Both visits provided useful learning we can implement into our project. 

Distributed Energy Resources (DER) 1-2-1s

Power Potential has been meeting with interested parties across different technology types and business models including; renewable generation, battery storage, diesel, combined heat and power plants, asset owners and demand side aggregators. The sessions have helped us understand more about the capability of individual projects, provide further guidance on the technical and commercial arrangements for the project, and seek input to ensure the route to market, created by Power Potential, is accessible for a range of technologies.

Common themes we have identified:

  • The ease of forecasting accurately the volume that would be available, particularly for active power (MW) - depending on technology type, there were different preferences on how close to real-time availability should be declared.
  • Metering requirements for verification of service delivery - it's important to ensure metering costs aren't prohibitive to participation.
  • Interaction with other services or agreements - it's necessary to consider the impact of participation in Power Potential on existing Balancing Services contracts and PPAs.
  • The distinction between availability instructions and arming instructions for reactive power (Mvars) - depending on technology type and fuel source/cost, there were different views on whether availability instructions should lead to assets being armed, or whether this should occur at a later stage in the dispatch process. 

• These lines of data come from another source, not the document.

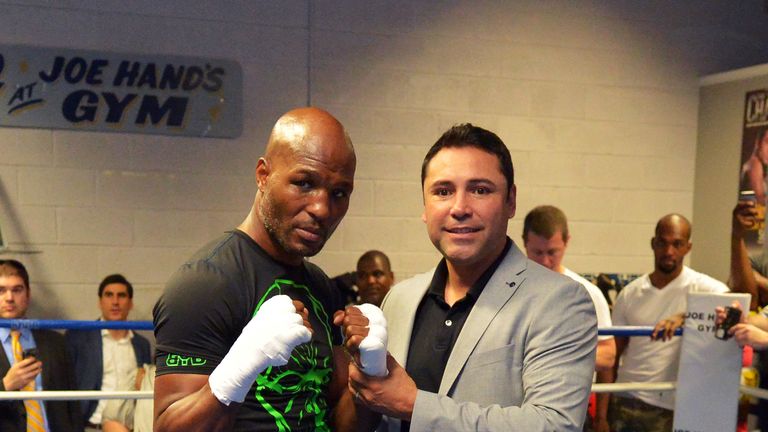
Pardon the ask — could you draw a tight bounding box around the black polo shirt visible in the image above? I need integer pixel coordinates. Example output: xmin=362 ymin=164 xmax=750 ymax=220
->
xmin=402 ymin=237 xmax=512 ymax=431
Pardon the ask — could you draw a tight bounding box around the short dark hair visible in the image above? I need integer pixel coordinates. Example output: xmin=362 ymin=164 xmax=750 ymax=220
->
xmin=99 ymin=273 xmax=133 ymax=298
xmin=421 ymin=123 xmax=515 ymax=195
xmin=0 ymin=259 xmax=29 ymax=289
xmin=523 ymin=205 xmax=568 ymax=242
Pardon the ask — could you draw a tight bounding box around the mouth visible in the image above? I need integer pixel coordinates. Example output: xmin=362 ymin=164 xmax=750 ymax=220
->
xmin=296 ymin=226 xmax=325 ymax=243
xmin=444 ymin=226 xmax=481 ymax=235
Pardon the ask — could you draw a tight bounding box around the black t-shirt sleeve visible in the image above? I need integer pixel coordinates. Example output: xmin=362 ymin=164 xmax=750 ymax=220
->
xmin=153 ymin=261 xmax=249 ymax=375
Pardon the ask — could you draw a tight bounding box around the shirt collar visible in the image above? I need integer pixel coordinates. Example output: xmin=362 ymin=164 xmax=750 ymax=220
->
xmin=427 ymin=237 xmax=512 ymax=300
xmin=97 ymin=317 xmax=133 ymax=342
xmin=0 ymin=327 xmax=32 ymax=343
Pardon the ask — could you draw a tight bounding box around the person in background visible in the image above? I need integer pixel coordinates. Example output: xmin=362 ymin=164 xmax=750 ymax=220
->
xmin=356 ymin=250 xmax=395 ymax=306
xmin=608 ymin=214 xmax=728 ymax=432
xmin=66 ymin=274 xmax=152 ymax=431
xmin=523 ymin=205 xmax=616 ymax=432
xmin=0 ymin=259 xmax=83 ymax=432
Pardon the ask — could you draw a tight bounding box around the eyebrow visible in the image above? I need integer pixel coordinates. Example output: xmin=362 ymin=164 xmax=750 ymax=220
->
xmin=429 ymin=178 xmax=496 ymax=187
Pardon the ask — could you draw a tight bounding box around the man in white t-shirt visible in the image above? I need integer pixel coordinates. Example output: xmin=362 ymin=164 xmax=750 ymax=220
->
xmin=523 ymin=205 xmax=616 ymax=431
xmin=609 ymin=214 xmax=728 ymax=432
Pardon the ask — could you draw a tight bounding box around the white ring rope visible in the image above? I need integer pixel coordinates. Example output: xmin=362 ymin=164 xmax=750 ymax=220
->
xmin=0 ymin=390 xmax=154 ymax=400
xmin=0 ymin=382 xmax=768 ymax=401
xmin=592 ymin=382 xmax=677 ymax=393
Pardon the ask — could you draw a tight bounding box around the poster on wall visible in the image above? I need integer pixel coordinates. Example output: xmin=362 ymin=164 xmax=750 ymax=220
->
xmin=739 ymin=89 xmax=768 ymax=253
xmin=0 ymin=45 xmax=243 ymax=138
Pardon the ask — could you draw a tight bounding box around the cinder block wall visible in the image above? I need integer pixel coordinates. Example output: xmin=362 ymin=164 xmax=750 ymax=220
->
xmin=0 ymin=0 xmax=768 ymax=319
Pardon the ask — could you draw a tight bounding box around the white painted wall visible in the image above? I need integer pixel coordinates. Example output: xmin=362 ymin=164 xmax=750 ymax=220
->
xmin=0 ymin=0 xmax=768 ymax=319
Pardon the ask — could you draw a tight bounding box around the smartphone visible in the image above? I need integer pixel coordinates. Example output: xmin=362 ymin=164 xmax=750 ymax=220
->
xmin=715 ymin=306 xmax=741 ymax=340
xmin=739 ymin=190 xmax=757 ymax=202
xmin=21 ymin=348 xmax=37 ymax=359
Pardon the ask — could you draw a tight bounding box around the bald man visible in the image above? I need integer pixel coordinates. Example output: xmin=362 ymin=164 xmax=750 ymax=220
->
xmin=608 ymin=214 xmax=728 ymax=432
xmin=154 ymin=108 xmax=364 ymax=432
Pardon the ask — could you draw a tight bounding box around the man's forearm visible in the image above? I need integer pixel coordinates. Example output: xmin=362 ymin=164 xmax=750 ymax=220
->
xmin=731 ymin=235 xmax=759 ymax=310
xmin=595 ymin=367 xmax=615 ymax=420
xmin=154 ymin=376 xmax=240 ymax=432
xmin=595 ymin=338 xmax=616 ymax=372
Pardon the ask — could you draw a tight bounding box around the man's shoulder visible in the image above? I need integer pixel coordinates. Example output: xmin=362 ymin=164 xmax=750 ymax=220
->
xmin=32 ymin=329 xmax=66 ymax=347
xmin=387 ymin=267 xmax=435 ymax=297
xmin=64 ymin=330 xmax=101 ymax=344
xmin=685 ymin=267 xmax=730 ymax=293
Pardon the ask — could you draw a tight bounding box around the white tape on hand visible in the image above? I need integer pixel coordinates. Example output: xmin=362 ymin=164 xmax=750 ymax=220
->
xmin=208 ymin=295 xmax=312 ymax=406
xmin=357 ymin=303 xmax=389 ymax=377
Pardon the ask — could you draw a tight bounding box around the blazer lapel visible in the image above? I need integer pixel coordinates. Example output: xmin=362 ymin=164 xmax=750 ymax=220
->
xmin=384 ymin=270 xmax=434 ymax=367
xmin=438 ymin=242 xmax=527 ymax=395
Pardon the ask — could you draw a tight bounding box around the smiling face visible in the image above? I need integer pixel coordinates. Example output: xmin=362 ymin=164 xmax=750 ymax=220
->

Thank you to those who took part in our sessions. We hope you found them as useful as we have. We welcome any follow-up session to continue the discussions. Alternatively, if you would like to arrange a similar discussion for your organisation or project, you can contact the Power Potential team.

Related documents

Technical solution

In order to enable Distributed Energy Resources (DERs) to provide new services to the electricity transmission system, a management platform is currently being developed that will facilitate the communication between DERs connected to UK Power Networks and National Grid.